Businesses are pouring money into the United States, hoping to profit from what some predict will be a long-term surge in demand. They are shifting manufacturing closer to American consumers in certain situations, in order to avoid supply shocks caused by the epidemic and global trade battles.
The recent fiscal boost in the United States “increases our confidence in the US market.” It makes it simpler to go into this, and it makes it easier for consumers to get into this,” said Marc Becker, CEO of Siemens Gamesa Renewable Energy SA, a wind-turbine producer located in Spain.
The business aims to spend more than $200 million in Virginia to produce offshore turbine blades, claiming it will be the first global manufacturer to commit to a U.S.-based supply chain.
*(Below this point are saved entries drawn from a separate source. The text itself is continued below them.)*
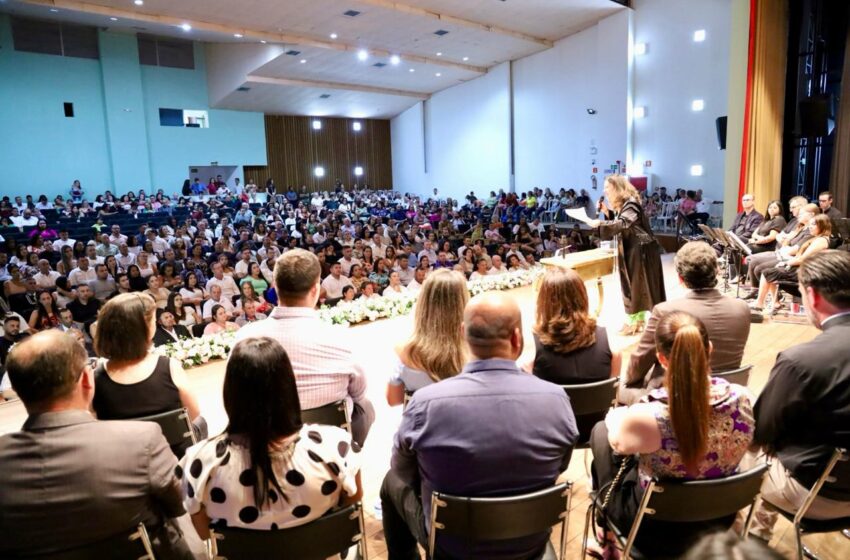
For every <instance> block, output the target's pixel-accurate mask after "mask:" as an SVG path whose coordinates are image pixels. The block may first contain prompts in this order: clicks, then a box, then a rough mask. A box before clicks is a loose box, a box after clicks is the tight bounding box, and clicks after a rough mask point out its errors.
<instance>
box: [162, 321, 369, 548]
mask: <svg viewBox="0 0 850 560" xmlns="http://www.w3.org/2000/svg"><path fill="white" fill-rule="evenodd" d="M223 393H224V409H225V411H226V412H227V418H228V424H227V428H226V429H225V432H224V433H222V434H221V435H219V436H217V437H214V438H211V439H209V440H206V441H202V442H200V443H198V444H196V445H194V446H192V447H191V448H189V450H188V451H187V452H186V455H185V456H184V457H183V459H182V460H181V461H180V464H179V466H178V467H177V469H176V471H175V473H176V475H177V478H178V479H180V483H181V485H182V489H183V505H184V506H185V507H186V511H188V512H189V515H190V516H191V518H192V524H193V525H194V526H195V530H196V531H197V533H198V535H199V536H200V537H201V538H202V539H207V538H209V529H210V526H213V527H215V526H216V525H217V524H220V525H222V526H226V527H241V528H246V529H255V530H265V531H268V530H277V529H286V528H289V527H296V526H298V525H304V524H305V523H309V522H310V521H313V520H315V519H318V518H319V517H321V516H322V515H324V514H325V513H326V512H327V511H329V510H330V509H331V508H333V507H335V506H337V505H348V504H349V503H354V502H355V501H357V500H359V499H360V497H361V495H362V491H361V489H360V485H359V483H358V481H357V472H358V471H359V470H360V453H359V452H360V448H359V446H358V445H357V444H356V443H354V442H353V441H352V440H351V435H350V434H349V433H348V432H346V431H345V430H343V429H341V428H337V427H336V426H319V425H312V424H309V425H304V424H302V422H301V406H300V404H299V400H298V389H297V388H296V386H295V375H294V374H293V372H292V364H291V363H290V361H289V356H287V354H286V351H285V350H284V349H283V347H282V346H281V345H280V344H279V343H278V342H276V341H274V340H272V339H270V338H266V337H260V338H251V339H247V340H243V341H242V342H240V343H239V344H237V345H236V346H235V347H234V348H233V351H232V353H231V354H230V359H229V360H228V362H227V369H226V371H225V376H224V390H223Z"/></svg>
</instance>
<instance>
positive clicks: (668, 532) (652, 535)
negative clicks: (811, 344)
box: [591, 311, 755, 558]
mask: <svg viewBox="0 0 850 560" xmlns="http://www.w3.org/2000/svg"><path fill="white" fill-rule="evenodd" d="M655 349H656V352H657V353H658V361H659V363H660V364H661V366H662V367H663V368H664V371H665V373H664V387H663V388H660V389H656V390H654V391H652V392H651V393H650V394H649V395H648V396H647V397H646V398H645V400H644V401H643V402H640V403H638V404H634V405H632V406H629V407H619V408H614V409H612V410H611V411H610V412H609V413H608V416H607V417H606V418H605V422H604V423H601V422H600V423H599V424H598V425H597V427H596V428H594V430H593V434H592V436H591V449H592V451H593V467H594V468H593V472H594V479H595V480H594V481H595V483H596V486H595V487H596V488H601V489H606V488H609V489H610V488H611V485H612V484H613V483H612V481H613V480H614V477H615V473H617V471H618V465H617V464H616V458H617V456H620V458H623V460H627V461H631V459H630V458H629V457H630V456H632V455H635V454H639V459H638V461H637V467H636V469H633V470H631V471H629V472H625V473H624V475H622V476H621V477H620V478H621V481H620V482H619V483H617V484H616V485H615V486H614V488H613V490H612V491H611V498H610V501H609V504H608V509H607V514H608V519H609V520H611V521H613V522H614V524H615V525H616V526H617V527H619V528H621V529H623V530H625V529H626V528H627V527H629V526H631V523H632V520H633V517H634V514H635V512H636V511H637V508H638V505H639V504H640V500H641V499H642V497H643V491H644V488H646V486H647V484H648V483H649V481H650V480H651V479H652V478H660V479H678V480H703V479H715V478H723V477H726V476H730V475H732V474H735V473H736V472H737V471H738V465H739V463H740V462H741V459H742V458H743V457H744V454H745V453H746V452H747V449H748V448H749V447H750V445H751V443H752V441H753V432H754V430H755V420H754V417H753V409H752V405H751V403H750V397H749V392H748V391H747V389H746V388H745V387H741V386H740V385H734V384H730V383H729V382H728V381H726V380H725V379H722V378H718V377H711V371H710V368H711V365H710V364H711V361H710V356H711V351H712V348H711V343H710V342H709V340H708V331H707V330H706V329H705V325H703V323H702V322H701V321H700V320H699V319H697V318H696V317H694V316H693V315H690V314H688V313H684V312H681V311H680V312H675V313H670V314H669V315H666V316H664V317H663V318H662V319H661V320H660V321H659V322H658V326H657V327H656V330H655ZM603 492H605V490H603ZM733 521H734V515H733V516H731V518H727V519H721V520H713V521H711V522H705V523H702V522H701V523H674V524H673V525H672V526H671V524H669V523H665V522H657V521H653V520H651V519H649V517H647V518H644V521H643V524H642V525H641V530H640V533H638V537H637V541H636V544H635V546H636V547H637V548H638V549H639V550H640V551H641V552H642V553H644V554H645V555H646V556H647V557H649V558H654V557H656V556H659V555H662V556H664V557H668V556H672V557H678V556H679V555H681V554H682V553H683V552H684V550H683V549H686V548H687V546H688V545H689V544H690V543H692V542H693V540H694V538H695V535H696V534H699V533H702V532H707V531H711V530H718V529H719V530H726V529H728V528H729V527H730V526H731V525H732V522H733ZM599 537H602V535H599V536H598V538H599ZM603 540H608V539H607V538H604V539H603Z"/></svg>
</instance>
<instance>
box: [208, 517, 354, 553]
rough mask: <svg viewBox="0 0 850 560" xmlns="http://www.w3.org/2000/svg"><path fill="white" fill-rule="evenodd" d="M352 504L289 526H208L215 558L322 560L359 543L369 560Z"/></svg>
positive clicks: (347, 549) (211, 544) (212, 552)
mask: <svg viewBox="0 0 850 560" xmlns="http://www.w3.org/2000/svg"><path fill="white" fill-rule="evenodd" d="M360 509H362V506H360V505H359V504H358V505H351V506H348V507H346V508H343V509H341V510H338V511H335V512H333V513H328V514H326V515H324V516H323V517H320V518H319V519H317V520H315V521H312V522H310V523H307V524H306V525H301V526H299V527H292V528H291V529H281V530H277V531H253V530H250V529H235V528H227V527H222V528H216V527H212V528H211V530H210V536H211V539H210V541H211V548H212V557H213V559H214V560H289V559H294V558H297V559H298V560H325V559H326V558H331V557H334V558H338V557H339V554H340V553H345V551H346V550H348V548H349V547H351V546H358V547H359V548H360V554H361V556H362V558H363V560H368V558H369V555H368V551H367V550H366V529H365V526H364V525H363V517H362V515H361V513H360V512H359V511H358V510H360Z"/></svg>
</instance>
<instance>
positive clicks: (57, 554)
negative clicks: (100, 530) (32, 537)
mask: <svg viewBox="0 0 850 560" xmlns="http://www.w3.org/2000/svg"><path fill="white" fill-rule="evenodd" d="M4 558H6V559H7V560H23V559H25V558H26V559H28V560H35V559H37V560H91V559H92V558H97V559H98V560H101V559H103V560H128V559H132V560H154V554H153V547H152V546H151V541H150V538H149V537H148V532H147V530H146V529H145V526H144V524H142V523H139V525H138V526H137V527H133V528H132V529H131V530H129V531H127V532H124V533H120V534H118V535H115V536H114V537H109V538H107V539H103V540H100V541H97V542H95V543H91V544H87V545H85V546H78V547H76V548H74V549H71V550H65V551H63V552H54V553H51V554H36V555H30V554H27V555H26V556H15V555H10V556H4Z"/></svg>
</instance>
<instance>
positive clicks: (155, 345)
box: [153, 309, 192, 346]
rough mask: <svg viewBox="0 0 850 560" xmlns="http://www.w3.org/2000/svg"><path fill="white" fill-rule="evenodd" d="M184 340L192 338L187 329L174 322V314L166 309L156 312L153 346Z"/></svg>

According to JPMorgan Chase, equipment investment in the United States is predicted to increase by 13% this year. According to the bank, capital investment in the eurozone will likely climb by 3.6 percent this year, while corporate investment in Japan will rise by 0.1 percent.
The Port of Los Angeles in California is failing to keep up with the influx of cargo containers arriving at its ports, resulting in one of the world’s most serious supply-chain bottlenecks. The scale of the issue and the difficulties of the procedure are shown in this rare aerial footage. Thomas C. Miller is the photographer for this image.
According to Oxford Economics, two new US fiscal spending packages costing a combined $3 trillion may boost the American economy by 0.5 to 1 percentage point in each of the following two years, despite the fact that the bigger of the two measures’ future was put into question last weekend. Consumers, on the other hand, are continuing to spend money from previous stimulus packages.
Meyer Burger Technology AG, a Swiss solar module producer, wants to open its first facility in the United States by the end of next year, complementing its current manufacturing facilities in Germany. This is a significant shift for the solar sector, which now has around 80% of its manufacturing in China.
According to CEO Gunter Erfurt, the decision was influenced by rising shipping costs and quickly increasing demand in the United States. He claims that logistics costs are up to four times greater than they were before the outbreak.
“Customers in the United States see and feel that supply chains are fragile, and they no longer trust them.” Solar modules either don’t come or arrive late, according to Dr. Erfurt.
According to Oxford Economics, foreign direct investment into the United States has recovered beyond pre-crisis levels and has almost equaled foreign investment into China in the second quarter of 2021. According to the International Monetary Fund, the United States became the world’s biggest beneficiary of foreign direct investment in 2019 and maintained that position in 2020, owing to larger direct investments from Japan, Germany, and the Netherlands.
Mr. Becker of Siemens Gamesa stated, “Everybody in every business is presently examining whether it’s wise to produce just in China.” Long supply chains are vulnerable, he says, because of congested ports in China and increasing transportation costs.
Tom Fairless can be reached at [email protected].